In her report tabled by the Crown, social worker Guylaine Cayouette said Alexandre Bissonnette told her he had idolized serial killers since his adolescence and he wanted to make a splash of his own.
"I regret not having killed more people," Bissonnette reportedly said in September 2017, eight months after he entered a Quebec City mosque and shot dead six men following evening prayers. "The victims are in the sky and I'm living in hell."
Cayouette's report was entered as evidence during sentencing arguments for Bissonnette, who pleaded guilty last month to six charges of first-degree murder and six of attempted murder in the shooting.
She had met Bissonnette on the request of a nurse, who said he had not been feeling well. Cayouette noted that as soon as the 28-year-old entered her office in the Quebec City prison, he began to cry.
The social worker added that Bissonnette also told her, "I wanted glory."
Also Monday, Aymen Derbali, who lost the use of his legs in the shooting, testified in court.
He was the first of Bissonnette's victims to take the stand.
Derbali, who is confined to a wheelchair, said he was configuring his son's television on Jan. 29, 2017, when he realized he was likely going to be late for 7:30 p.m. prayers.
He said he hesitated a bit, and then decided to go to the mosque.
Derbali, a father of three, had just entered the mosque when he heard gunshots.
"I was the closest one," he told the court.
He said he was hit in the leg and fell to the floor.
Derbali, 41, said he tried to crawl and stop the shooter, but then Bissonnette blasted him.
Bissonnette fired seven bullets into Derbali's body, including one that remains lodged in his spinal cord.
Derbali was asked by reporters what it was like to be in the courtroom along with Bissonnette.
"I didn't look at him at all," Derbali said. "He was just -- I didn't look at him at all."
Earlier in the day, a report of Bissonnette's internet search history on his laptop indicated he visited websites about guns, U.S. President Donald Trump, feminism, Islam and the terrorist group ISIL in the weeks preceding the murders.
On the actual day of the killings, Bissonnette visited the mosque's website 12 times, a report compiled by the RCMP said.
Bissonnette allegedly visited the Facebook page belonging to the Muslim student association at his university on 10 different days in January 2017 and was a frequent visitor to the websites of two women's groups, including one also based at his school.
He also allegedly made multiple searches on Trump as well as on firearms.
It's unclear what percentage these topics represented of Bissonnette's total internet search history.
Also in January 2017, Bissonnette is said to have looked up videos of shootings and information on guns and ammunition.

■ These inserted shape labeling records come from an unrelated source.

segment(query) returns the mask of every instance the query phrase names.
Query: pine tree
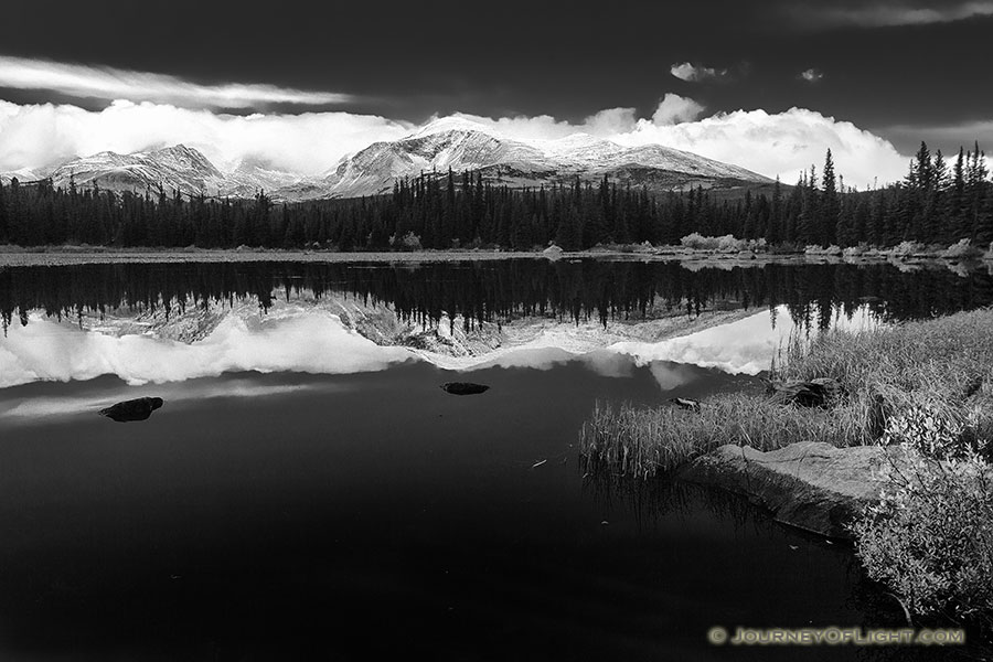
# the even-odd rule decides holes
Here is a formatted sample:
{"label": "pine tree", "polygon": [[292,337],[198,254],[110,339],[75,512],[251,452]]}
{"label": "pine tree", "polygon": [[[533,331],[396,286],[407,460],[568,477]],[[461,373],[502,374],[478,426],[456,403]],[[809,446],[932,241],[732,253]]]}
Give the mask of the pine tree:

Shortly before he entered the mosque, he allegedly searched for videos on the Glock pistol, the same type of firearm he used to kill six men.
The RCMP report said Bissonnette searched the web for information on mass killers, including white supremacist Dylan Roof as well as Marc Lepine, the shooter in Montreal's 1989 Ecole Polytechnique massacre.
Bissonnette told police during his interrogation in the hours after the shooting that he approved of Trump's attempt to limit immigration to the U.S. because terrorists could sneak into the country.
On the day of the killings, Bissonnette also allegedly looked up a Twitter message written the previous day by Prime Minister Justin Trudeau, who used the social platform to welcome refugees to Canada.
Bissonnette can receive consecutive sentences, which would mean up to 150 years in prison, but his legal team is hoping he receives concurrent sentences, which would see him eligible to apply for parole after 25 years.